Sebenarnya, saya nyaris menghentikan menonton sinema Para Pencari Tuhan (PPT) beberapa tahun lalu, saat “sebel-sebelnya” melihat kelakuan Azam..:)
Biasanya saya dan sahabat yang sesama ibu-ibu, di sela-sela aktifitas pekerjaan kami membahas persoalan remeh temeh. Enggan dianggap bergosip, kami memilih menjadi komentator dan membuat kesimpulan atas hikmah yang bisa dipetik.
Azam yang merupakan salah satu tokoh utama dalam PPT, dikisahkan sebagai muslim yang baik, dalam hal ketaatan menjalankan ibadah. Ia bukan hanya sebagai pengusaha penerbitan buku-buku Islami yang dikelola profesional bersama istrinya Aya, tapi juga seorang dermawan. Di kampungnya, ia termasuk orang yang disegani, setelah Bang Jack yang adalah tokoh agama, imam mushola dst. Pendapat dan sarannya dianggap sebagai referensi oleh banyak pihak.
Azam dan Aya, telah berteman dari kecil, sehingga keduanya telah mengenal dengan baik dalam waktu yang lama. Sampai suatu ketika mereka berjodoh dan mengarungi kehidupan rumah tangga yang rupanya masih diwarnai berbagai konflik. Masalah yang timbul sebelum pernikahan mereka, terus mengiringi hingga kini, yaitu dengan kehadiran wanita lain Kalila, yang adalah sahabat Aya sendiri sebagai pihak yang sering memicu pertengkaran kecil hingga besar.
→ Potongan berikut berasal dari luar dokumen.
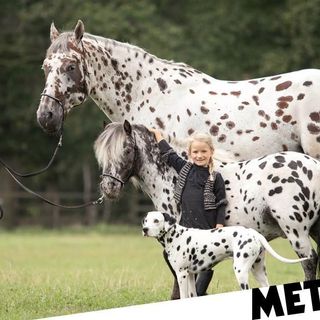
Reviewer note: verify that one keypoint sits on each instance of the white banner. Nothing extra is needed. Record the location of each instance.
(289, 301)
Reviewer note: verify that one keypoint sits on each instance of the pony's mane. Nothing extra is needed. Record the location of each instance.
(109, 144)
(60, 45)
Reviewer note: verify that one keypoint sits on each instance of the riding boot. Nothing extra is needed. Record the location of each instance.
(203, 281)
(175, 290)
Dulu, kami berdua benar-benar dongkol banget dengan perangai tokoh tersebut.
“Kelaut aja deh Azam....!” begitu celetuk sahabat saya saking jengkelnya.
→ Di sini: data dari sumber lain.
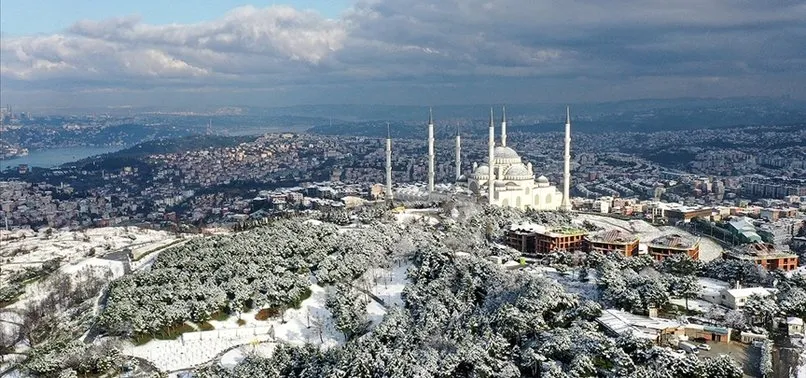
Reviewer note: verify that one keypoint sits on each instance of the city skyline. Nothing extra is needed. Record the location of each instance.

Di satu sisi ia sangat mencintai sang istri ( Aya), tapi di sisi lain, ia juga masih menyimpan rasa pada mantan kekasihnya, Kalila. Dan parahnya si Kalila ini dibiarkan tinggal di rumah mereka bersama ibunya Azam yang lebih dekat pada Kalila dibanding menantunya sendiri. Kedekatan itu bahkan diperlihatkan dengan tanpa tedeng aling-aling/ terang terangan.
”Iya, pria rapuh ga punya pendirian. Masih bagus tuh si Aya masih bisa sesabar itu...Kalo kita mah dah bilang ”elu dan gue – end” he he he” Begitu saya menambahkan.
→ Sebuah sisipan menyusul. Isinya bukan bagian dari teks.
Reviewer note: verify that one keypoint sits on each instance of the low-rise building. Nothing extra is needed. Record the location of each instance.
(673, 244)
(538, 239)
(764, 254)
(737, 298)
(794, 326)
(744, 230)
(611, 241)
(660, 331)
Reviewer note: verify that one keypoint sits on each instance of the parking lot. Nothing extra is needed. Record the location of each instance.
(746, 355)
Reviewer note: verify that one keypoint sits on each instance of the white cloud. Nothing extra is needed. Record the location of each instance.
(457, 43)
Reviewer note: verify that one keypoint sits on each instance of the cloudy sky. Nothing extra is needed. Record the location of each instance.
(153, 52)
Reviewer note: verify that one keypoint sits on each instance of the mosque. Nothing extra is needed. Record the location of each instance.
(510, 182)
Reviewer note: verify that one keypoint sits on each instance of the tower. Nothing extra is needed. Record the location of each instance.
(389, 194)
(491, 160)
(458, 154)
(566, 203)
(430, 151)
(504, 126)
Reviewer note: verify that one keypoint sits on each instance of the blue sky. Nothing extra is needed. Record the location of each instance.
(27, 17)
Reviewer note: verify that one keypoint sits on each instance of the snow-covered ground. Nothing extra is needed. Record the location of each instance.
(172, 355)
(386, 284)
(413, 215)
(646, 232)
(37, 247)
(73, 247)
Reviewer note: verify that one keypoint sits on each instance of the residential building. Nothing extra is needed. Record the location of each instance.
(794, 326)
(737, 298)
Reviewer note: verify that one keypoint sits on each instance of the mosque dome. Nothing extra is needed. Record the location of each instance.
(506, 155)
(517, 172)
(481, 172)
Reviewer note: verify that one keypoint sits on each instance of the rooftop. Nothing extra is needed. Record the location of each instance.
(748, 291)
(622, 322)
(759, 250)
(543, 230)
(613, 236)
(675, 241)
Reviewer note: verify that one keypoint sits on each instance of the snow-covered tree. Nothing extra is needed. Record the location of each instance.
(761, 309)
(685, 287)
Tapi itu dulu....saat kami masih menjadi penonton yang mau saja terbawa emosi hanya oleh sebuah skrip yang dimainkan dalam sebuah sinema. Barangkali karena kami terlalu menjiwai sehingga membayangkan tokoh menyebalkan semacam Azam itu ada di dunia nyata. Kini, kami sudah beranjak menjadi penonton yang dewasa...he he he
Teramat konyol melibatkan perasaan untuk melihat sebuah drama sandiwara tentunya. Saat ini kami hanya mau beranjak menjadi pengamat saja. Melihat, menganalisa, dan menyimpulkan apa sesungguhnya pesan yang sedang dibawa. Menyimaknya sebagai hiburan, dan lalu memaknainya dengan cara masing-masing.
Maka, saat sang sutradara masih memelihara konflik itu ke dalam cerita yang terus bergulir, saya masih bisa berkomentar “Keren nih sutradaranya...tahun demi tahun berlalu, konfliknya masih bisa dipelihara tanpa berujung pada sebuah kesimpulan signifikan, itu adalah sebuah prestasi. Ide-ide yang mengalir bak mata air yang tak pernah ‘asat’/ berhenti itulah yang perlu diapresiasi.”